Bug 434589 - Baloo gives strange search results if search string contains a dash
Summary: Baloo gives strange search results if search string contains a dash
Status: CONFIRMED
Alias: None
Product: frameworks-baloo
Classification: Frameworks and Libraries
Component: general (show other bugs)
Version: 5.79.0
Platform: Manjaro Linux
: NOR normal
Target Milestone: ---
Assignee: Stefan Brüns
URL:
Keywords:
: 459148 462787 (view as bug list)
Depends on:
Blocks:
 
Reported: 2021-03-18 15:57 UTC by Knut Hildebrandt
Modified: 2023-01-04 20:39 UTC (History)
4 users (show)

See Also:
Latest Commit:
Version Fixed In:


Attachments

Note You need to log in before you can comment on or make changes to this bug.
Description Knut Hildebrandt 2021-03-18 15:57:32 UTC
I noticed this first in krunner and posted here (https://bugs.kde.org/show_bug.cgi?id=388857#c11). But I think it is a general baloo related problem since it not only appears in krunner and dolphin but also when using baloosearch. Each time when a dash "-" appears in a search string the results seem to disappear. On command line using baloosearch the behavior is equal to what is seen in dolphin. Search results are okay until entering the first character after a dash. Then apparently no files are found. But after entering at least one more character search results do appear again. I write at least one character, because in one observed case it was one and in the other it were three characters.

I supposed due to this strange behavior I can't find and open certain files in krunner anymore. 


SOFTWARE/OS VERSIONS
Operating System: Manjaro Linux
KDE Plasma Version: 5.21.2
KDE Frameworks Version: 5.79.0
Qt Version: 5.15.2
Comment 1 tagwerk19 2021-03-19 21:09:20 UTC
Can also see it...

   Neon Testing
   Baloo : 5.81.0
   Plasma : 5.21.3
   Frameworks : 5.81.0
Comment 2 Knut Hildebrandt 2021-03-19 23:21:37 UTC
Problem still exists after update to:
KDE Plasma Version: 5.21.3
KDE Frameworks Version: 5.80.0
Comment 3 tagwerk19 2021-03-20 12:43:53 UTC
Troubleshooting with guesswork...

STEPS TO REPRODUCE:

Create a testfile in a folder that baloo is indexing

    echo "somestrangetext" > ~/Documents/one-two-three.txt

Confirm that baloo has seen it

    balooshow -x ~/Documents/one-two-three.txt
    Internal Info
    Terms: Mplain Mtext T5 T8 X20-1 somestrangetext
    File Name Terms: Fone Fthree Ftwo Ftxt
    XAttr Terms:
    lineCount: 1

Notice that the "File Name Terms" holds the filename split on the hyphens...
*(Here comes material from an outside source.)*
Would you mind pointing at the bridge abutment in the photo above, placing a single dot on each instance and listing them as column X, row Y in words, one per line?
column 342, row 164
Concentrate on the baloosearch results, check:

    baloosearch "o"
    baloosearch "one"
    baloosearch "one-tw"
    baloosearch "one-two"

and compare:

    baloosearch "o"
    baloosearch "one"
    baloosearch "one tw"
    baloosearch "one two"

OBSERVED RESULTS (WITH GUESSWORK)

Baloosearch doesn't return what might be a very long list of hits if you search for a single character, the search for "o" gives nothing. You need to give two characters or more...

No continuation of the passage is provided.